The company also suggests that resale is expected to grow 11 times faster by 2025 than clothing as as whole and 33 million consumers bought second-hand clothing for the first time in 2020.
The report boasts that half of its sellers wouldn’t have resold their items without the platform so it believes the platform’s existence is giving unworn items a second life.
Vestiaire Collective collaborated with audit company Pricewaterhouse Cooper to calculate the environmental impact valuation within the report.

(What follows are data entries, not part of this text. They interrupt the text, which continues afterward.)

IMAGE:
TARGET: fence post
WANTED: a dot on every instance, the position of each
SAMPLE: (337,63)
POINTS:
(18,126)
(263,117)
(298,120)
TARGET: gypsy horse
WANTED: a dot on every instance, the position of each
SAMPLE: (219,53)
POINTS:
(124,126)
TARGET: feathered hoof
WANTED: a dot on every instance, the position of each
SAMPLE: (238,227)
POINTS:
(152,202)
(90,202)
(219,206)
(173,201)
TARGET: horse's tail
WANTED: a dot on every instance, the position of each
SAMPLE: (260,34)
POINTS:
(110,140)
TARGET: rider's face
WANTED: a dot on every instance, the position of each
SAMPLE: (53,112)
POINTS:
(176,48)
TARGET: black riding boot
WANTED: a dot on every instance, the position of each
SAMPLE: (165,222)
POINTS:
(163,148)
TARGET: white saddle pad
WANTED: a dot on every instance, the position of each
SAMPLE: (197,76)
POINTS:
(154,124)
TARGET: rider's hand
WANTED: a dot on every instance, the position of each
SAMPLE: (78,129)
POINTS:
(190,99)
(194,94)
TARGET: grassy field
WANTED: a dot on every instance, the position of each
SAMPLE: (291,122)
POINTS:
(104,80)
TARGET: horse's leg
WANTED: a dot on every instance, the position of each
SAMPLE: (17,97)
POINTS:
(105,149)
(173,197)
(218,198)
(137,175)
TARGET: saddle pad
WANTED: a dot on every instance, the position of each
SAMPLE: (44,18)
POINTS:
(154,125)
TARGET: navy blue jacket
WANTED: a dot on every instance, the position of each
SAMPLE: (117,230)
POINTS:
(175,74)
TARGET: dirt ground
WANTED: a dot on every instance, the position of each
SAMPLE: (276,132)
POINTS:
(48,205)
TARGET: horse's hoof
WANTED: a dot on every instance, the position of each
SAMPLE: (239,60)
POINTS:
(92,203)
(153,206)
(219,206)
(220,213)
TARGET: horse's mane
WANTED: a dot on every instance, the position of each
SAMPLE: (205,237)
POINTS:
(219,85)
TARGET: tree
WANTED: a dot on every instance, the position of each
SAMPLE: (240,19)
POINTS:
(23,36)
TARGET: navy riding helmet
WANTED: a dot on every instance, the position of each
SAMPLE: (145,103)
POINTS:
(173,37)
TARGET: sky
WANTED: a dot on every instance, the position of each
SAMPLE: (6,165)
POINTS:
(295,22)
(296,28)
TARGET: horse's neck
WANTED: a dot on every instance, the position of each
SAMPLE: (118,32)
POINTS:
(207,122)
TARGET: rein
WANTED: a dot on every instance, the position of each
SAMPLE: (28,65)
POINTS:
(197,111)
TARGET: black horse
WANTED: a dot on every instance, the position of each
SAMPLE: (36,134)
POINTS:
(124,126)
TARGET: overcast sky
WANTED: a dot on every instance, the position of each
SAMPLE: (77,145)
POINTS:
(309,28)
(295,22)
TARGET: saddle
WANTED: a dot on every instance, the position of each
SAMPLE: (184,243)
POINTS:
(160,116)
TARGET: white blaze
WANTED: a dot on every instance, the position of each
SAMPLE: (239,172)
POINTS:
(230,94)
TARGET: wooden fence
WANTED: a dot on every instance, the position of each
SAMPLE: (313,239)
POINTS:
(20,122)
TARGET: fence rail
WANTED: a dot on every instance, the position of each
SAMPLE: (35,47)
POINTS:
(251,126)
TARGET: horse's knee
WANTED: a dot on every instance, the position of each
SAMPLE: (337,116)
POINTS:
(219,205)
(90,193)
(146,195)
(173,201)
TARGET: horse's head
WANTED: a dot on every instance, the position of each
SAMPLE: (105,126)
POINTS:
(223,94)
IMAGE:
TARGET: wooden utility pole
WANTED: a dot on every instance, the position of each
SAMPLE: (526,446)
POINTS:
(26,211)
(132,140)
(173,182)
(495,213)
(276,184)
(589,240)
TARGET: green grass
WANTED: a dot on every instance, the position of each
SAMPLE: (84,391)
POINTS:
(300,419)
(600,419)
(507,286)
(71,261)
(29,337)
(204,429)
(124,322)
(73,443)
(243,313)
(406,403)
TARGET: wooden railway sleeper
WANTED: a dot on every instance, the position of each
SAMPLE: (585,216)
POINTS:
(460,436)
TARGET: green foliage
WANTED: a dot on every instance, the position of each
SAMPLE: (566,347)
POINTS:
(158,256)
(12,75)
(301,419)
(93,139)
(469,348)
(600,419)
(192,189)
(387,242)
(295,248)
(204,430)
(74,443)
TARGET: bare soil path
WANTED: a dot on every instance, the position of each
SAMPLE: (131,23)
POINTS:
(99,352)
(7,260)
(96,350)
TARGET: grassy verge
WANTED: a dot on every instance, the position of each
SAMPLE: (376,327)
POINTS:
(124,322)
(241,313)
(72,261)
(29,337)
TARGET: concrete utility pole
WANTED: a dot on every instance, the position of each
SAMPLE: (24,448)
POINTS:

The report explains that purchasing second-hand fashion on the resale platform can save as much as 90% of the environmental impact of a new fashion item.
The resale platform also claims that 17kg of CO2 is saved when an item is bought second-hand and it states that resale is expected to double its market share between 9% to 18% between 2020 and 2030.
The report says: “If this stopped the production of the equivalent amount of new items b 2030, this would save the planet EUR38bn (US$41.37bn).
Vestiaire Collective is said to be the first platform in the resale industry to use a monetisation technique to demonstrate the positive impact that resale can have on the fashion industry.
The calculated cost to the environment per second-hand purchase on Vestiaire Collective is said to be EUR0.39, which is just one-tenth of the environmental cost of a new purchase (EUR3.90).
The report highlights that logistics plays a part in both first and second-hand sales, so the company has committed to reaching a net climate benefit by 2025 that will not rely on offsetting.
Dounia Wone, Vestiaire Collective chief sustainability and inclusion officer said: “Vestiaire Collective’s business model is truly unique. Our role in the Sustainability & Inclusion team is to provide the right data to support this claim, and to keep challenging ourselves to make improvements – and in turn, keep challenging the industry to transition faster. We are wary of the fact that resale still has the potential to contribute to a culture of overconsumption. Therefore it’s important to us to work with our community to encourage a move away from fast fashion, to ensure we can have the biggest possible impact.”